I was lucky in many respects. Wirral was one of the first places to get the now axed Education Maintenance Allowance which helped me. I was supported by the now decimated Connexions service into completing my UCAS application. A former teacher wrote a reference for me. In today’s merry-go-round schools, they’d probably already have moved on. My university fees were waived due to my parent’s poverty. I even got one of the short-lived maintenance grants for poor kids to top up my loan. I went to university and achieved a few things. God knows what I would have done without all the things that helped me get there. Now all long gone, taken by a government that says it believes in social mobility.

Years later I got a job in a big grand old cultural institution. One that my parents would take me to as a child and mention the important work the clever people did there. Walking up the huge steps on my first day at work I was intimidated, surely the clever people would find me out? Remember boy, you’re worth less. You don’t get to work in a grand building. It’s not for you. Clever people pass their exams….

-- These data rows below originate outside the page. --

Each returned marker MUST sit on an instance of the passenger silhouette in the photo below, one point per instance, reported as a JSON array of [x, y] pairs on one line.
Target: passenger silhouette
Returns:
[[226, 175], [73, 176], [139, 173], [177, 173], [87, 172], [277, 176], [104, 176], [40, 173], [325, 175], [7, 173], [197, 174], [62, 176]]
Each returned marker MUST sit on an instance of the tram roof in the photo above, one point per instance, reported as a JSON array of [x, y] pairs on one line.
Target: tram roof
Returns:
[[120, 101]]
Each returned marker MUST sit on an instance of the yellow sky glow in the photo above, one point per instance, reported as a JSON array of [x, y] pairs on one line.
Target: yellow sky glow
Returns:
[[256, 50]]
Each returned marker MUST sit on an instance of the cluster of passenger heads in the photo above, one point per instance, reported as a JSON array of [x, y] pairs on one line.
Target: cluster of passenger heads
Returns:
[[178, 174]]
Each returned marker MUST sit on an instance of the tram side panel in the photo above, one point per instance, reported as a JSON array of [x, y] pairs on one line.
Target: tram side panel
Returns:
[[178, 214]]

Being labelled as inadequate at a young age stays with you. With the wisdom of confidence and age of course, I know this to be bollocks. There are geniuses on building sites and idiots teaching in universities as anyone with any sense knows. To put it more eloquently than I could as a child wondering about the injustice of that swimming pool, the difference is nearly always money and privilege, not intelligence or ability.

The other tragedy though, is it’s not just about the children who are cut off from the monied schools by a single poxy exam. Some might say my parents should have pushed me harder, but no, they did the right thing. Supported me to find my way. Despite the desperate earnestness, game playing and spending of parents who understandably want their children to do well, plenty of the kids who ‘get in’ because of parental obsession often don’t have any particular academic ability and don’t always do well once at university. This is when many young people step off the treadmill of one hoop jump exam after another and, without a parent shoving them, realise they don’t really want to be there and drop out or drift aimlessly. I’ve known many people who hated their grammar school, they felt they didn’t really fit in, or felt crushed by parental expectations they could never fulfill. The traditionally academic, usually single sex and often monocultural grammars bear little resemblance to the outside world of work. Too many parents still haven’t yet grasped that Royal Insurance, ICI and Abbey National don’t have thousands of easy opportunities for graduates to be picked up from a ‘good’ university every year.

Yet we have this crass nostalgia from people who confuse the opportunities they were gifted having grown up in the biggest period of wealth redistribution in UK history, with having been down to going to a grammar school. Given most of my family have been tradespeople, I deplore the state of technical and craft education in this country. A product of decades of indifference. Yet you rarely see the children of the politicians and journalists who say a grammar system is ‘best for all’ down the local college learning how to repair motorcycles do you? Funny that.

These cretins are threatening the future of the UK’s children not just because of their nostalgia, but beneath that, a clear, ruthless ideological mission to build new bastions of privilege for their offspring while they let everything outside rot. Don’t believe for moment in the lip service paid to ‘places reserved for poor kids’. Just like all the promises about no university fees for deprived young people, as soon as they get the legislation over the line, they’ll all quietly be axed.

No school system is perfectly fair, but some are fairer than others. The universally discredited grammar system has no place in modern Britain. Far from new ones opening, the remaining ones should be cracked open.

If there’s a reason I went through a system pretty much designed to ensure my voice was not heard in the corridors of power, it was to be able to say this: a country which does this to its children in its education system, is a country that’s more concerned with maintaining the stinking illusion of privileged superiority than with its children’s futures. And what the hell kind of country is that?